It’s hard to imagine that there could be a version of Private Lives that’s as good as the Alan Rickman and Lindsey Duncan version from 2001. Every subsequent time this play has been performed the earlier production is referenced – and justifiably so, given that it was a brilliant interpretation with a stellar cast and Alan Rickman has hardly appeared in the West End since!

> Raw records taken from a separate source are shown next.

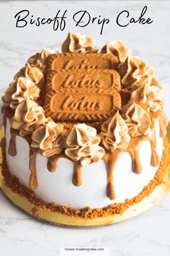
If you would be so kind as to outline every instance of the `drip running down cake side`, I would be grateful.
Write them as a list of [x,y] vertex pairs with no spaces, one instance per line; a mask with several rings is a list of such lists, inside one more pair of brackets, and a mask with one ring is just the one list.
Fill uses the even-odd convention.
[[2,98],[6,184],[79,218],[122,213],[163,182],[168,125],[153,68],[88,38],[70,33],[64,53],[31,56]]

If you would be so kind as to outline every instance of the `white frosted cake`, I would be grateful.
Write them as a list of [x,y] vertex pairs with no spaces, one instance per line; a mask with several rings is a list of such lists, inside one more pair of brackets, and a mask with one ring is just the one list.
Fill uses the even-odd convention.
[[164,180],[168,120],[153,69],[119,41],[70,33],[29,59],[3,96],[2,174],[37,208],[122,214]]

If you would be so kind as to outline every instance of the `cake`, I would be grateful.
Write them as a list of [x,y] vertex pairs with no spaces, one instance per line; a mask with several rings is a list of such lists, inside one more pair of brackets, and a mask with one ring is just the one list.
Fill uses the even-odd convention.
[[62,53],[31,56],[2,97],[5,186],[52,222],[57,213],[97,225],[164,183],[169,122],[153,69],[120,41],[98,51],[69,33]]

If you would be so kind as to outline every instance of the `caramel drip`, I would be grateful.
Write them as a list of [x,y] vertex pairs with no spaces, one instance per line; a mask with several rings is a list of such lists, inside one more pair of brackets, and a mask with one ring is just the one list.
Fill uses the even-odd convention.
[[130,153],[132,158],[133,171],[136,174],[139,174],[141,173],[142,170],[141,163],[139,160],[139,148],[132,148],[130,150]]
[[160,129],[160,137],[161,138],[164,138],[166,135],[166,128],[165,124],[161,121],[159,121],[159,129]]
[[120,153],[120,150],[115,150],[113,153],[106,153],[103,157],[107,168],[107,196],[110,200],[115,198],[113,185],[113,170]]
[[48,158],[47,168],[49,171],[54,172],[57,168],[57,161],[61,158],[61,154],[53,155]]
[[16,150],[16,133],[12,132],[11,129],[11,139],[9,143],[8,153],[11,156],[15,156],[17,155]]
[[82,184],[81,168],[82,166],[79,162],[73,162],[73,174],[72,182],[74,186],[79,187]]
[[153,130],[153,133],[152,137],[149,138],[149,141],[151,143],[151,165],[152,166],[157,166],[159,163],[160,160],[158,155],[158,153],[156,150],[156,132],[155,130]]
[[29,181],[29,186],[31,189],[35,189],[37,187],[37,170],[36,170],[36,156],[37,152],[32,148],[30,150],[30,162],[29,168],[31,171],[31,176]]
[[[55,171],[57,168],[57,162],[61,158],[67,158],[69,161],[71,161],[63,153],[60,153],[59,155],[53,155],[48,158],[47,168],[49,171],[50,172]],[[79,162],[75,162],[73,161],[71,161],[73,163],[73,174],[72,182],[75,186],[79,187],[82,184],[82,181],[81,181],[82,166]]]

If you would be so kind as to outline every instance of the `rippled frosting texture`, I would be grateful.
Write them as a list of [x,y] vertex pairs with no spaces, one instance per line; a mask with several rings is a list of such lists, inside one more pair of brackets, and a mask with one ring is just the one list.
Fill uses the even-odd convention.
[[153,77],[153,69],[138,58],[127,57],[119,65],[122,84],[128,89],[135,89],[148,84]]
[[47,58],[51,55],[56,54],[56,51],[50,51],[44,48],[41,53],[37,53],[35,55],[33,55],[28,59],[28,63],[32,67],[37,67],[40,69],[40,70],[45,70],[46,67],[46,59]]
[[118,112],[102,124],[101,135],[103,145],[111,152],[125,150],[130,139],[127,124]]
[[5,92],[2,100],[5,106],[15,109],[18,104],[24,98],[29,97],[36,100],[39,97],[40,89],[30,79],[19,77],[18,80],[12,82]]
[[148,112],[156,112],[161,108],[163,103],[162,90],[156,85],[143,85],[133,91],[131,99]]
[[138,104],[133,103],[129,107],[125,114],[125,122],[132,137],[146,135],[151,131],[151,118]]
[[32,134],[35,127],[45,122],[43,108],[35,101],[26,98],[17,107],[12,120],[12,127],[19,130],[19,135]]
[[40,125],[32,133],[31,146],[46,157],[59,154],[63,148],[63,125],[52,120]]
[[63,53],[97,53],[96,43],[85,35],[69,33],[62,45]]
[[80,161],[82,166],[98,162],[104,154],[99,146],[100,140],[96,129],[85,124],[74,125],[66,136],[65,153],[75,161]]
[[112,54],[117,57],[119,63],[124,62],[128,56],[131,56],[131,51],[120,41],[107,43],[102,48],[101,53]]

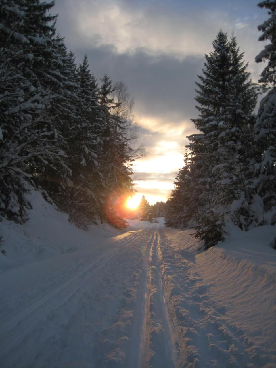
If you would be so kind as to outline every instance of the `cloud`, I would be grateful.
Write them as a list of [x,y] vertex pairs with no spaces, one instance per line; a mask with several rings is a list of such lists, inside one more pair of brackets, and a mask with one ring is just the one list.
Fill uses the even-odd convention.
[[255,63],[255,57],[264,47],[257,40],[257,26],[266,13],[252,0],[223,5],[221,0],[56,3],[57,30],[77,62],[86,53],[97,78],[106,73],[128,86],[139,135],[135,144],[147,153],[134,163],[133,177],[141,179],[135,188],[151,202],[165,200],[183,164],[185,137],[195,132],[190,119],[198,115],[195,82],[205,54],[212,51],[220,28],[229,35],[234,31],[256,81],[263,65]]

But, the 2012 Chichester Festival production, which transferred to the West End this week, may change all that. Toby Stephens and Anna Chancellor star as Elyot and Amanda who arrive at adjoining Deauville hotel suites on honeymoon with their respective new spouses, shocked to find their former love next door. Elyot has married the tepid Sibyl, and Amanda the dull Victor. When they see each other again the chaos begins. The partnership between Stephens and Chancellor has fantastic chemistry and it’s easy to see how Elyot and Amanda are unstoppably drawn and repelled by each other. Stephens’s Elyot is less bitingly sarcastic and dry than Alan Rickman’s version, more cheeky with frayed edges – a man still attractive and charming, but aging and easily riled, even by the placid nature of his new young wife. Chancellor’s Amanda meanwhile is every bit his match, played with a wildness and near hysteria at times that always remains just the right side of believable; unable to resist Elyot’s charms but frustrated by her inability to do so. One of the interesting things about this production is a sense of the darkness underneath the glossy words and apparent triviality – here are two people trapped in a destructive cycle which began before the period we see, and will repeat into the future, dragging more Sibyls and Victors along with them.
This is arguably Noel Coward’s finest play, written in just 3 days with hardly a word wasted, and feeling as fresh now as it did in the 1930s. The set design by Anthony Ward is impressive, from the romantic balconies of northwest France, to a stunning art deco flat when the action moves to Amanda’s Parisian bolthole (great use of a rotating stage between acts I and II) – if you can tear your eyes away from the cast this set is so intricately detailed you won’t be able to take it all in even though 2 acts are set there.
My only gripe is that it’s a short evening (one interval and the curtain is down by 9.30pm), and the final moments happened so quickly that the audience didn’t realise the play was over! But that aside, this is an almost perfect production and well worth seeing! Is it as good as the Rickman / Duncan version… I can’t decide, but it’s very very close!